Packages used in the book

In order to avoid repeating low-information code, the book demos are run with a few packages installed and always imported:

from numpy import *
from matplotlib.pyplot import *
from numpy.linalg import norm
from prettytable import PrettyTable
from timeit import default_timer as timer

Note that a lot of sources discourage using import * because it can lead to so-called namespace pollution. But we rely so heavily on numpy and pyplot that it is convenient here.

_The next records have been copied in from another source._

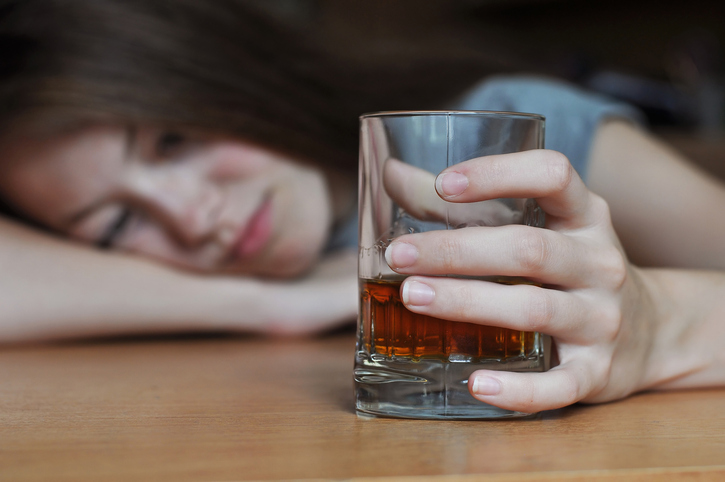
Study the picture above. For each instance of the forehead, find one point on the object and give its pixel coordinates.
(50, 178)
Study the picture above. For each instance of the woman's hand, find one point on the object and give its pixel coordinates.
(592, 302)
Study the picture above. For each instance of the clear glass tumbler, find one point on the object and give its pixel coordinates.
(409, 365)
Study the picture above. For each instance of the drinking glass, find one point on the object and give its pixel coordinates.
(410, 365)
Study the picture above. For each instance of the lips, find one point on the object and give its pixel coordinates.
(255, 235)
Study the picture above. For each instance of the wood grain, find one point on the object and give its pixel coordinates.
(252, 408)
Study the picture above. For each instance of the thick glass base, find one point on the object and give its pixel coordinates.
(429, 388)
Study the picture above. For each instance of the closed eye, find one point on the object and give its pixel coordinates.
(168, 143)
(116, 229)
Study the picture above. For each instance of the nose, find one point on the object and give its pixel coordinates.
(183, 201)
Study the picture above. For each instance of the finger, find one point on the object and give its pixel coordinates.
(542, 174)
(533, 392)
(413, 189)
(521, 307)
(542, 255)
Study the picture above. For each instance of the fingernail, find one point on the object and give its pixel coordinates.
(401, 255)
(451, 184)
(486, 386)
(417, 294)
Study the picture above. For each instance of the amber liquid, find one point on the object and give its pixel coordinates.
(392, 330)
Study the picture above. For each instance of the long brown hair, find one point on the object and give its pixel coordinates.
(207, 64)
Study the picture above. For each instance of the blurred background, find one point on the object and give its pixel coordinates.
(667, 57)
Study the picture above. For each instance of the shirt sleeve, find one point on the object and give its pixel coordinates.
(572, 114)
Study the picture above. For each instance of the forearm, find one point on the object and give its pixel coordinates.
(52, 289)
(690, 329)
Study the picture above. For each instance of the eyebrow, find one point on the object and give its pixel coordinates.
(130, 141)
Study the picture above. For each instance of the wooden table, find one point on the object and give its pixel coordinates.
(251, 408)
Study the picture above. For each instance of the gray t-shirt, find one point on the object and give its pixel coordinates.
(572, 116)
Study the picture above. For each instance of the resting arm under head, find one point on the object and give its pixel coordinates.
(56, 289)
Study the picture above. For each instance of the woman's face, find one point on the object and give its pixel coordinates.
(201, 203)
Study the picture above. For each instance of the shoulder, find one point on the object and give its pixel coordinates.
(572, 114)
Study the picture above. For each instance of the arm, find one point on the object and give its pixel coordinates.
(666, 211)
(618, 328)
(54, 289)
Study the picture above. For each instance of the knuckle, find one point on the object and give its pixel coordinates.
(532, 251)
(559, 170)
(613, 267)
(599, 207)
(610, 322)
(448, 251)
(540, 311)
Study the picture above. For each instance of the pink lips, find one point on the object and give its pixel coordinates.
(257, 231)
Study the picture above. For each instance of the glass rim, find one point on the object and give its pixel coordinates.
(482, 113)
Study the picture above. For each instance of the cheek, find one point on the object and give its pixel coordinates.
(154, 242)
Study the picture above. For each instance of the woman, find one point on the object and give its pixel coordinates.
(241, 162)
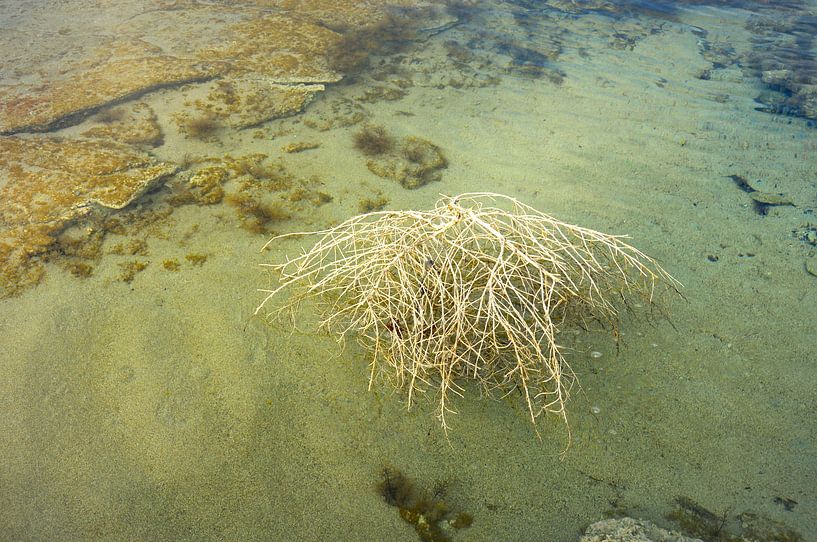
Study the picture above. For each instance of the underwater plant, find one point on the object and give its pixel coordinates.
(466, 291)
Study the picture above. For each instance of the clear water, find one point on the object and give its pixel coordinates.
(160, 408)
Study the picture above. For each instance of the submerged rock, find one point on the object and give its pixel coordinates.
(631, 530)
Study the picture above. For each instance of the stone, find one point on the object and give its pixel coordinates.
(48, 182)
(631, 530)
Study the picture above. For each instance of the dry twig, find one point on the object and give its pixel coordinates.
(467, 290)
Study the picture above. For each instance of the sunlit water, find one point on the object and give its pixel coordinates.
(146, 401)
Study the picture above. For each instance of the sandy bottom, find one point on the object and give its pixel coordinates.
(163, 409)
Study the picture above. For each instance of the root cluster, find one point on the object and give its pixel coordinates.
(477, 288)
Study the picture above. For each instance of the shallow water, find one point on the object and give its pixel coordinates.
(146, 401)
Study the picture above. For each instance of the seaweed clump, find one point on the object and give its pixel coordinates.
(373, 140)
(415, 163)
(411, 161)
(432, 519)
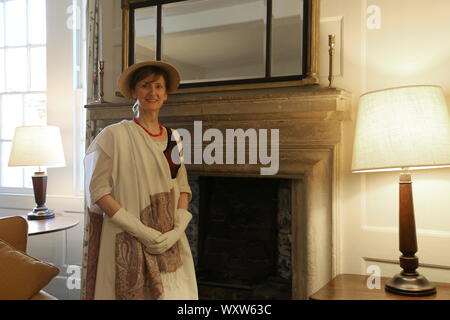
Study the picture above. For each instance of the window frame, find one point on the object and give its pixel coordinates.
(28, 45)
(310, 49)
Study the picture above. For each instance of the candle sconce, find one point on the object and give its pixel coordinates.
(331, 51)
(101, 73)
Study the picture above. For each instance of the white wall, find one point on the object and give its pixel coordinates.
(411, 47)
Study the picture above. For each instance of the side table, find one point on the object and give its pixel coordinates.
(354, 287)
(58, 223)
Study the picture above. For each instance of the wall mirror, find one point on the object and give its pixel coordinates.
(226, 43)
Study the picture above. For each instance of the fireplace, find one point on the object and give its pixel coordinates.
(241, 237)
(309, 120)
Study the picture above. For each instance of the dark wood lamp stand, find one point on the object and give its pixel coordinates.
(41, 211)
(408, 282)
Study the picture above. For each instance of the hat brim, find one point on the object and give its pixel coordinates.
(126, 76)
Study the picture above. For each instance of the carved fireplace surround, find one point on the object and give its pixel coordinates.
(309, 120)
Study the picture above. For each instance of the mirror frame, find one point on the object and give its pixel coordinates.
(312, 59)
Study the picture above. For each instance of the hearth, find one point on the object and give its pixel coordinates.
(242, 238)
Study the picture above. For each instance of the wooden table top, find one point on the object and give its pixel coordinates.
(58, 223)
(354, 287)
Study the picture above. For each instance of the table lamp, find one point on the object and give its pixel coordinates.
(37, 146)
(402, 129)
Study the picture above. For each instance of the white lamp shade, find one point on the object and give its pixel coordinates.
(405, 127)
(37, 146)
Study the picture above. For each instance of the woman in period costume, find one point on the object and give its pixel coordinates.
(137, 198)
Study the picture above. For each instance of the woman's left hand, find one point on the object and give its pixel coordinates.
(166, 240)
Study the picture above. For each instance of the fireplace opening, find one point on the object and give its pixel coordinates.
(243, 247)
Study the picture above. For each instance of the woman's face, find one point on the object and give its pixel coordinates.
(151, 92)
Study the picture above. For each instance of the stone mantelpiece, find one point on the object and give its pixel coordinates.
(309, 120)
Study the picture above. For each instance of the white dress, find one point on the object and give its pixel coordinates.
(178, 285)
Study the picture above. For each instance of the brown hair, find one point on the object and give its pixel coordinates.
(144, 72)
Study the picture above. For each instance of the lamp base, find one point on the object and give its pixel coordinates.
(410, 285)
(40, 215)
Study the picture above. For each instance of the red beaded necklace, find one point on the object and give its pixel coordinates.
(148, 131)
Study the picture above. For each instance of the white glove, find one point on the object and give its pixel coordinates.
(136, 228)
(168, 239)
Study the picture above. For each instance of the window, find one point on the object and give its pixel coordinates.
(23, 79)
(220, 42)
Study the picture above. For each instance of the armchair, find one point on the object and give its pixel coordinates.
(24, 276)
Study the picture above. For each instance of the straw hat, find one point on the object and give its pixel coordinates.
(127, 75)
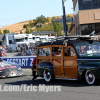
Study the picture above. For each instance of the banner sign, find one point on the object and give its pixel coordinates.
(23, 61)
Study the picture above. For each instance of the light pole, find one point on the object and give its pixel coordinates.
(64, 18)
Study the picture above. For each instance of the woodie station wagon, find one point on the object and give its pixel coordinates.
(71, 57)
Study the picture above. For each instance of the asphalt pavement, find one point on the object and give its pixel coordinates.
(70, 90)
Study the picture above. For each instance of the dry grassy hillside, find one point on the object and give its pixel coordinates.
(17, 27)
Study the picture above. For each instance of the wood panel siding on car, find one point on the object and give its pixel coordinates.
(89, 16)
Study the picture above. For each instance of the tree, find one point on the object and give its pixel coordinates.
(41, 19)
(31, 30)
(21, 32)
(68, 16)
(57, 28)
(31, 23)
(53, 18)
(24, 26)
(0, 32)
(48, 20)
(5, 31)
(27, 31)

Other packages are loaded as needed. These include

  • scipy
  • scikit-image
  • networkx
  • rogues

Only scipy is essential. The others are used for a few applications and illustrations.

Coding environments

You could interact with Python only by typing in at the prompt (also called the REPL) and then pasting the results into a word processor, but you can do much, much better. The most popular ways to use Julia are:

  • Jupyter lab. This is a notebook-based interface that mixes cells having text and code, including text and graphical output. This entire book is based on the notebook architecture. You write and run code within your web browser, but the files are local.
  • VS Code. This is a full-featured code editor that can be extended with lots of Python-specific tools. It can also write and run Jupyter notebooks. This book (the version you are reading now, anyway) was written in VS Code.